In [None]:
import pandas as pd
import numpy as np
import seaborn as sns
import matplotlib.pyplot as plt
import os

from sklearn.pipeline import Pipeline
from sklearn.impute import KNNImputer, SimpleImputer
from sklearn.model_selection import train_test_split, GridSearchCV, KFold
from sklearn.preprocessing import StandardScaler, PowerTransformer, MinMaxScaler
from sklearn.metrics import (mean_squared_error, max_error, 
                             confusion_matrix, ConfusionMatrixDisplay, 
                             classification_report, make_scorer, matthews_corrcoef)
from sklearn.feature_selection import SelectFromModel
from sklearn.ensemble import RandomForestClassifier
from sklearn.linear_model import LogisticRegression

import joblib

In [None]:
df = pd.read_csv("biodegradable_a.csv")
df.shape

In [None]:
X = df.drop(columns="Biodegradable")
y = df.Biodegradable

In [None]:
#new biodegradable (new_x):  1 if RB else -1
y = y.map(lambda x: 1 if x=='RB' else -1)

In [None]:
#Criação do train + test e validation set
X_Train, X_Test, y_Train, y_Test = train_test_split(X, y, test_size=0.25, random_state=22)

In [None]:
y_Train.value_counts()

In [None]:
X_Train.info()

In [None]:
print(
    f"Maximum missing attributes on the rows: {X_Train.isna().sum(axis=1).max()}"
)

In [None]:
missing_cols = X_Train.isna().sum()
missing_cols[missing_cols>0]

Number of null values is significant on many columns ( > 25% ) <br>
Droping features is not an option for dealing with missing data, because we do not have the knowledge yet if they have relation with the class we want to predict<br>

However, per sample, 6 out of 40 attributes doesn't seem very significant.
This before the feature selection.

## Classification Models

- ~[ ] Logit~
- ~[ ] LDA~
- [x] SVM
- ~[ ] Naive Bayes~
- ~[ ] DecisionTree~
- ~[ ] KNN~
- [x] Bagging:
    - RandomForest
    - KNN
- ~[ ] Boosting~

# Testing Imputation Models

## Test with MinMaxScaler

In [None]:
X_train_not_nan = X_Train.dropna()

In [None]:
X_train_not_nan.shape

In [None]:
X_Train.shape

The difference in the number of rows, from the variable *X_train_not_nan* and the variable *X_train* indicates that a huge number of instances are missing at least one of the features, hence droping rows is not a viable option

In [None]:
priors = X_Train.isna().sum()/X_Train.shape[0]
priors.shape

In [None]:
def get_mask(X,priors):
    masks = np.empty(shape = X.shape, dtype=np.bool_)
    for i, p in enumerate(priors):
        masks[:, i] = np.random.choice((True,False), size=masks.shape[0], p=(p,1-p))
    return masks

In [None]:
scaler = MinMaxScaler().fit(X_train_not_nan)
X_train_not_nan_scaled = pd.DataFrame(data = scaler.transform(X_train_not_nan),
                                      columns=X_train_not_nan.columns)

In [None]:
N = 50
masks = [get_mask(X_train_not_nan, priors) for _ in range(N)]

In [None]:
imputers = (
        SimpleImputer(),
        SimpleImputer(strategy="median"),
        KNNImputer()
)
labels = ["SimpleImpute_mean", "SimpleImpute_median", "KNN"]

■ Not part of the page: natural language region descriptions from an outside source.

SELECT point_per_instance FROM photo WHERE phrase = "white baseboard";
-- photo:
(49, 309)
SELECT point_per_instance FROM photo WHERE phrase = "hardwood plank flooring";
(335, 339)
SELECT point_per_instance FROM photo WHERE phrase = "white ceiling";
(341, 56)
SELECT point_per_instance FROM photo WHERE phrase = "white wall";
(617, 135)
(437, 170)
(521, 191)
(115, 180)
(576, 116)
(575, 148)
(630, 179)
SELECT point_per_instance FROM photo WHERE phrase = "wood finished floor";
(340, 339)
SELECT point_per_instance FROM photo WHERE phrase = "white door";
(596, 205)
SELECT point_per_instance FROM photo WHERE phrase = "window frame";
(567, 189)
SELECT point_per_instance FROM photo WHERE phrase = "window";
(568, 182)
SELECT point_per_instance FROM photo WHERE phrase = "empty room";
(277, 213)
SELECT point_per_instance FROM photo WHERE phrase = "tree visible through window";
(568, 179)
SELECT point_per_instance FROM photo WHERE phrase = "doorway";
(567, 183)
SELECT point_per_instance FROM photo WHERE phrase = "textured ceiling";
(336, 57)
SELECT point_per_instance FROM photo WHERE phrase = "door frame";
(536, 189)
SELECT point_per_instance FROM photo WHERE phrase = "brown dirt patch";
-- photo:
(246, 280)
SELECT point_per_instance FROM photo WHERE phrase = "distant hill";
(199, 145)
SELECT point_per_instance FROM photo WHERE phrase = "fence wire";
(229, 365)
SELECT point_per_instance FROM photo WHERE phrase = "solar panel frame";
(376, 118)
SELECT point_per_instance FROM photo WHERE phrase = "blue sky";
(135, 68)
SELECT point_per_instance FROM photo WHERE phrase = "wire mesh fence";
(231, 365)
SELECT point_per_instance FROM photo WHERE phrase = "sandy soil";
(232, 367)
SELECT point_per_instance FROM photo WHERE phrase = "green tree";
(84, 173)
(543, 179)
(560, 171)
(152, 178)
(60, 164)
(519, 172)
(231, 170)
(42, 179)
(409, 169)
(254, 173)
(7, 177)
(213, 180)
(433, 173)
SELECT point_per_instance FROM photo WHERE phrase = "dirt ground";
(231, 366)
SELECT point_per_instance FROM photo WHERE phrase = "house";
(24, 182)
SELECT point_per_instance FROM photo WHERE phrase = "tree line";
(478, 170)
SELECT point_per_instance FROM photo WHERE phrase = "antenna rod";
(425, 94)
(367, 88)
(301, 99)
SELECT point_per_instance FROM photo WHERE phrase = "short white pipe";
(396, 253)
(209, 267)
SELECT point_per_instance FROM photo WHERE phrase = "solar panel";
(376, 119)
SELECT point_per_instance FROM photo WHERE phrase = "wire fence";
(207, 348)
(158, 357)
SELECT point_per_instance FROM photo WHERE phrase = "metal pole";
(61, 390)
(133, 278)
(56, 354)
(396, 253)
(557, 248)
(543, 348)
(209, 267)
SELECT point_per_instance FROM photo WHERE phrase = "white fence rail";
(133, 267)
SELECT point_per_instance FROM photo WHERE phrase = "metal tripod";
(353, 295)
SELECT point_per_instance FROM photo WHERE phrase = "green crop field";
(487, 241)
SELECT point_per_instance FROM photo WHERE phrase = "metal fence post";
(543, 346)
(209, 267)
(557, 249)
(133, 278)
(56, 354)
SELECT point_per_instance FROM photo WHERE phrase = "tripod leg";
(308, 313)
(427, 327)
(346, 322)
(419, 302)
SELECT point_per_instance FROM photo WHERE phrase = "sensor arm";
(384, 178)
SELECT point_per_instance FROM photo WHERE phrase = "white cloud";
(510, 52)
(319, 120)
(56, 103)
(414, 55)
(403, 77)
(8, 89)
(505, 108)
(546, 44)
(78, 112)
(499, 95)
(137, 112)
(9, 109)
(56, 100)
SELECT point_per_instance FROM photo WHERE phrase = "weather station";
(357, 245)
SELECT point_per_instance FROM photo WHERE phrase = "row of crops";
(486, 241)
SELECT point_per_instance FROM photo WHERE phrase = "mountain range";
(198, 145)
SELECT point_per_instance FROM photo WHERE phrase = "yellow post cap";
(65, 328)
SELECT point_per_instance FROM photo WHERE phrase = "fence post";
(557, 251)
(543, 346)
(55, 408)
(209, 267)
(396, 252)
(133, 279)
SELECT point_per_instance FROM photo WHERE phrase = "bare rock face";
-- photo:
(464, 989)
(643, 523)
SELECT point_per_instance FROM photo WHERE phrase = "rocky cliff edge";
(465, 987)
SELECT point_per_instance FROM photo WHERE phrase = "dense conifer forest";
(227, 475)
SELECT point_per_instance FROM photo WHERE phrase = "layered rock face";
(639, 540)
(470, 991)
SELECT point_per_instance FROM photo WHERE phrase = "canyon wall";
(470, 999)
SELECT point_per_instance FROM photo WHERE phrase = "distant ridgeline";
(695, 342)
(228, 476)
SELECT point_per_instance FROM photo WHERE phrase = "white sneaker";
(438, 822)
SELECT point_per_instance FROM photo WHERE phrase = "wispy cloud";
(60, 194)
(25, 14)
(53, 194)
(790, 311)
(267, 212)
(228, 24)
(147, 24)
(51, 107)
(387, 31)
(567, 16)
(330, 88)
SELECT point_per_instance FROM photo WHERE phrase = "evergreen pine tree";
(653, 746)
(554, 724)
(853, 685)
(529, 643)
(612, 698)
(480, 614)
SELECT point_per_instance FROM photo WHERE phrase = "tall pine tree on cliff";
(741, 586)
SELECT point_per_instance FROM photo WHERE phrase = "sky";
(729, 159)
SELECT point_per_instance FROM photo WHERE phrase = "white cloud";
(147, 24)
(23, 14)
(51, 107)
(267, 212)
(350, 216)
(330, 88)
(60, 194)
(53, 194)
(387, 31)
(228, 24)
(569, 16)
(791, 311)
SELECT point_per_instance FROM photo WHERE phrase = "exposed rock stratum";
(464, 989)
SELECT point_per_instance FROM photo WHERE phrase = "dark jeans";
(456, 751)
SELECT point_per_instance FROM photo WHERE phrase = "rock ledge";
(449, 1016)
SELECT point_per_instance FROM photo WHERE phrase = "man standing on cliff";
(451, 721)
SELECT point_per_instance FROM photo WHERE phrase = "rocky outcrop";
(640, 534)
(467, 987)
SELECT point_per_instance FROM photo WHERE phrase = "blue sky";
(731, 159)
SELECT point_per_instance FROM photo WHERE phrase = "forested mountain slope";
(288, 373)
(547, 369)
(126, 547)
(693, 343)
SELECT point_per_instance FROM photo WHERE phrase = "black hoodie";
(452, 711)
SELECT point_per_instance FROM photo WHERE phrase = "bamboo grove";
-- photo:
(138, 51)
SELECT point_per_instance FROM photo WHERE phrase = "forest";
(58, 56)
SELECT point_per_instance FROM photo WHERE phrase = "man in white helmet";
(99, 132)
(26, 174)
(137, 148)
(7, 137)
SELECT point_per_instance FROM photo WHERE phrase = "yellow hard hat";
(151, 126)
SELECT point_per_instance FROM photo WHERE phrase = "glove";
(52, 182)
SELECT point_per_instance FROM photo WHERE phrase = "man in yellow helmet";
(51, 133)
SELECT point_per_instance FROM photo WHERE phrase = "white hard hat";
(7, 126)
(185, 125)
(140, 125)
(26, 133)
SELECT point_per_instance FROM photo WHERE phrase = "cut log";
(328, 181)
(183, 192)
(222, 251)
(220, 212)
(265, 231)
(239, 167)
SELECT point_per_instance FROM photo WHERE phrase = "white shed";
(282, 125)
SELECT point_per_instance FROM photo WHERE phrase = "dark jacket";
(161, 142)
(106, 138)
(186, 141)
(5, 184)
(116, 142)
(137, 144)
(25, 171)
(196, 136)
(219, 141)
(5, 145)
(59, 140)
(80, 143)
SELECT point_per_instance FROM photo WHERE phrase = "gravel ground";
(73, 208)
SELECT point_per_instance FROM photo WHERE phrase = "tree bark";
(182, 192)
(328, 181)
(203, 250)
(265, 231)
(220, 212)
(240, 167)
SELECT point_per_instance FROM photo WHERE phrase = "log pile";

results = pd.DataFrame(index=X_train_not_nan.columns)
for label, model in zip(labels,imputers):
    errors=pd.DataFrame(columns = X_train_not_nan.columns)
    for _ in range(N):
        X_masked = X_train_not_nan_scaled.mask(masks[_])
        
        model = model.fit(X_masked)
        X_imputed = model.transform(X_masked)

        errors.loc[_] = dict(zip(X_train_not_nan_scaled.columns, 
                                 mean_squared_error(X_train_not_nan_scaled, 
                                                    X_imputed, 
                                                    squared=False, 
                                                    multioutput="raw_values")
                                ))
    results[label] = errors.mean()

In [None]:
results[results>0].dropna()

In [None]:
results[results>0].dropna().sum()

The *KNNImputer* is the one that better predicts the missing values, according to this test, since it is the one that gets closer results for every feature with missing values, which results having the least summed error. <br>
Not many different parameters were used for it, so it can probably achieve even better results.

In [None]:
imputers = (
        KNNImputer(n_neighbors=i) for i in range(3,11)
)

labels = [f"KNN_{i}_neighbors" for i in range(3,11)]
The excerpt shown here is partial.